Top Ten Desert Island Cookbook Collection

If I were trapped on a desert island with a nearly infinite variety of foods available to me, and a fully-equipped gourmet kitchen in which to cook it all, I wouldn’t need all that many cookbooks to keep myself happy for aye and anon.

First off, I would have to have The Joy of Cooking, Irma Rombauer and Marion Becker. If it were possible, I would want a 1931 copy, a 1951 copy, a 1975 copy and a 1997 copy. They all have different recipes and reflect the way Americans have been cooking since before Prohibition right up to the present.

Next, I would need Mastering the Art of French Cooking, Julia Child and Simone Beck (Vols. I and II, natch). Because life without mushrooms a la greque, or boeuf bourguinon might not be a life as much worth living. And the books give great advice on how to save that which has tried and failed.

I would also have to have Le Guide Culinaire, Auguste Escoffier’s oeuvre. Even if this is  not how I like to cook every day, this makes great reading. I enjoy thinking about those complicated garnishes named after the great gourmands and opera singers. I enjoy meditating on the volumes of hollandaise implicit in a recipe whose base quantity of eggs is one dozen. And I enjoy not having to push anything through a hair tamis to get a nice mousse made.

I would need to have Moosewood, Molly Katzen’s first cook book. It’s a now old fashioned vegetarian cook book, but a classic all the same. And the line drawings are a delight to the soul, no matter how many times I’ve seen them. Plus the split pea soup is just to die for.
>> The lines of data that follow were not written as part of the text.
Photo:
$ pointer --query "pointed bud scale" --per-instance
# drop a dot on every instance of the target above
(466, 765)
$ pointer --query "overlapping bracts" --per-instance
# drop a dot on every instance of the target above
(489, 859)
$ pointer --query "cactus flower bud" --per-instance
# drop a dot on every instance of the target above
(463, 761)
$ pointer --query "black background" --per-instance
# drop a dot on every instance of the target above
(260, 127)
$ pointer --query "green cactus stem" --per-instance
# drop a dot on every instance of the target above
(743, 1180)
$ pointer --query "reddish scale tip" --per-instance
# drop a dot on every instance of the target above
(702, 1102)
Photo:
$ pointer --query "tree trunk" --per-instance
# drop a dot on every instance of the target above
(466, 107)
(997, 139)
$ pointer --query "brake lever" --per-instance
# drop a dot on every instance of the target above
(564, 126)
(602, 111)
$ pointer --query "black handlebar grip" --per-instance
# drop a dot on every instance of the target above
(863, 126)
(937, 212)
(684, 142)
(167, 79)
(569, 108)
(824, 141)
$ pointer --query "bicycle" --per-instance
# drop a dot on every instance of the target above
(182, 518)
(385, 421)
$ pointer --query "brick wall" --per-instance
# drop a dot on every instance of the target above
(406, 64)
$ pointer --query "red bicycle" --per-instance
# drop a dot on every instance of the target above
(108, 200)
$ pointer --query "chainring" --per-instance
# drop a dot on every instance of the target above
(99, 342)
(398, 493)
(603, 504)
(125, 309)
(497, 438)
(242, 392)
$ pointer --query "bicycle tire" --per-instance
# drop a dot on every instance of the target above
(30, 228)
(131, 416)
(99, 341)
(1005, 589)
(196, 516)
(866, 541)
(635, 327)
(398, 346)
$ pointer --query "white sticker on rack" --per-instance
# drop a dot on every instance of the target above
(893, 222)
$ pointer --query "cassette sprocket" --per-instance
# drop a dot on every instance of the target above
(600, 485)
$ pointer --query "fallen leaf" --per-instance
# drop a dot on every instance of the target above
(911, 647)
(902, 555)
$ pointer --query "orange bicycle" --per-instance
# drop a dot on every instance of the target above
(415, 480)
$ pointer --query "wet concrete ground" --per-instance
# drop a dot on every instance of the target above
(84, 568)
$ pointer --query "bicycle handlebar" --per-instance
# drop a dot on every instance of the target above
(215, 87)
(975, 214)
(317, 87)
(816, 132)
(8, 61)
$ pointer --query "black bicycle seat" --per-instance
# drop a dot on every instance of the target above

I would want Laurel’s Kitchen by Laurel Robertson et al. It has wonderful nutritional essays and tables in the back. It has some truly delicious, and unexpected, recipes as well. It’s neither pretentious nor preachy and I love it.

I would need The I Hate to Cook Book, Peg Bracken’s maiden voyage into cookery writing. It has clever illustrations by Hillary Knight, and some really wonderful recipes of which I never tire. And it’s got that lovely, irreverent prose by Peg Bracken who sharpened her wit and tightened her prose writing advice columns and helpful-household-hint columns.

It wouldn’t be a real desert island collection without the indispensable work of Elizabeth David. I have a boxed set of her now-classic Italian Food, Mediterranean Food, French Country Cooking, French Provincial Cooking and Summer Cooking. They are an engrossing read, and the recipes satisfy both the cook and those who eat the cooking.

From the American past, I would need Marion Harland’s Complete Cook Book. This was published about the same time as Le Guide Culinaire. But it’s all about home cooking, and home making and how to handle the help. It’s as minatory as it is useful. I’m hooked on her tomato catsup recipe.

Not so much for the recipes, but definitely for the attitude and expression, I would want Simple Cooking by John Thorne. These were essays, with recipes embedded in them, from his newsletter published in the last part of the twentieth century. If you don’t know his work, he’s worth tracking down.

Lastly, though it’s not really a cook book, I would have a copy of Kitchen Confidential. Say what you will, Anthony Bourdain tells the truth as he experienced it in this memoir of a life in food. Before he was a TV icon, after he was a Times Square junkie, he was a chef–and this is a vivid glimpse behind the scenes of better restaurants.